With help from friends and funders Techbridge programs kept going and growing. With grants from the National Science Foundation, we shared lessons learned along with research and resources with partners across the country and around the world. We trained others on our “secret sauce”—role models who were trained and supported. We shared our curricula that we spent so much time and loving care developing. Equity, diversity, and inclusion were pillars for Techbridge Girls and we strove to make these principles part of the national conversation on girls and STEM.
It truly takes a village to build and sustain Techbridge Girls. Girls and their families, staff member, teachers, and role models supported the cause. Fantastic funders helped support our successes. The Stephen Bechtel, Jr. Foundation, Chevron, the Noyce Foundation, and the Gordon and Betty Moore Foundation believed in Techbridge Girls and helped us serve girls in Oakland and expand in the Bay Area and across the country.
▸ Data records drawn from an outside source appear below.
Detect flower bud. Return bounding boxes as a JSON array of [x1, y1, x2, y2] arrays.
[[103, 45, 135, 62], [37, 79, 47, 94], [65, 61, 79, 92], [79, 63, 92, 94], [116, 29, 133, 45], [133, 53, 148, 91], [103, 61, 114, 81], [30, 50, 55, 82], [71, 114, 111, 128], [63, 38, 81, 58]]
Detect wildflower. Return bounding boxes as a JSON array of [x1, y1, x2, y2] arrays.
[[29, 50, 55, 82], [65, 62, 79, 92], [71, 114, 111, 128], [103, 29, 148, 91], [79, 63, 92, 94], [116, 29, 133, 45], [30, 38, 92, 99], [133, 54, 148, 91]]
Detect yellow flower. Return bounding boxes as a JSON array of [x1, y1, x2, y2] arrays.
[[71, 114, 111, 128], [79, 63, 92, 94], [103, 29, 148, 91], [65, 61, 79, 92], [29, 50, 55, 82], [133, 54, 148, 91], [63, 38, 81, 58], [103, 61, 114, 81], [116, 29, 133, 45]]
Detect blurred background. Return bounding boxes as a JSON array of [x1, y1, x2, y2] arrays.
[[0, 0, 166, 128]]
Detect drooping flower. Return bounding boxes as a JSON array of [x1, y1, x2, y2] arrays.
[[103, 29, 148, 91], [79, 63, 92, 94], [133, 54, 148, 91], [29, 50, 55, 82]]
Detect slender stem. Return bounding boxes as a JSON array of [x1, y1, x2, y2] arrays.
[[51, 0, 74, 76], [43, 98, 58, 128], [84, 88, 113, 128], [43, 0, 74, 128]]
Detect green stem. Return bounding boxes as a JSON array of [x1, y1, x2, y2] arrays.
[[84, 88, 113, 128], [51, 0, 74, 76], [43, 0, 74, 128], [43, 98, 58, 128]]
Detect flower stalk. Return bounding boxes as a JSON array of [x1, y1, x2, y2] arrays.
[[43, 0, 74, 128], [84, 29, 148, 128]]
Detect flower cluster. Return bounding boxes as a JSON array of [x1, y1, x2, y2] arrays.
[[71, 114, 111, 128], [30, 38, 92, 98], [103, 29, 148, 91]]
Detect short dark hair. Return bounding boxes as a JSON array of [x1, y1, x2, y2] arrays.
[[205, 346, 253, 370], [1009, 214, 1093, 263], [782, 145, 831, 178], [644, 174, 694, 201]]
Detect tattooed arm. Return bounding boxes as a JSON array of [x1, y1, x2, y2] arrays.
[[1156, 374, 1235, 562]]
I could not imagine a more fulfilling life – to find work that empowers girls and to have a legacy that continues to this day. I am thrilled to be succeeded by a CEO who is writing the “next brilliant chapter” for Techbridge Girls. Nikole Collins-Puri is passionate about the mission and a compassionate and fearless leader. I couldn’t imagine a better choice by the board to lead Techbridge Girls into an exciting future.
We’ve come a long way since 1999. And we have a long way to go. The inequities and injustices for Black, Latinx, and other communities of color and the state of our environment require a new generation that leads with confidence and compassion and commitment to social justice. We need girls in Oakland and across the country to help save our world.
With Nikole’s leadership and the Techbridge Girls team’s passion great impacts are ahead. I look forward to Techbridge Girls realizing its dream and potential to reach a million girls by 2030. The future is brighter because of Techbridge Girls. I hope you will join me and be a champion for Techbridge Girls. Support them financially. Spread the word about their work. Help be the change we need in the classroom, college campus, board room, corporate office, and venture capital for Techbridge Girls and every girl.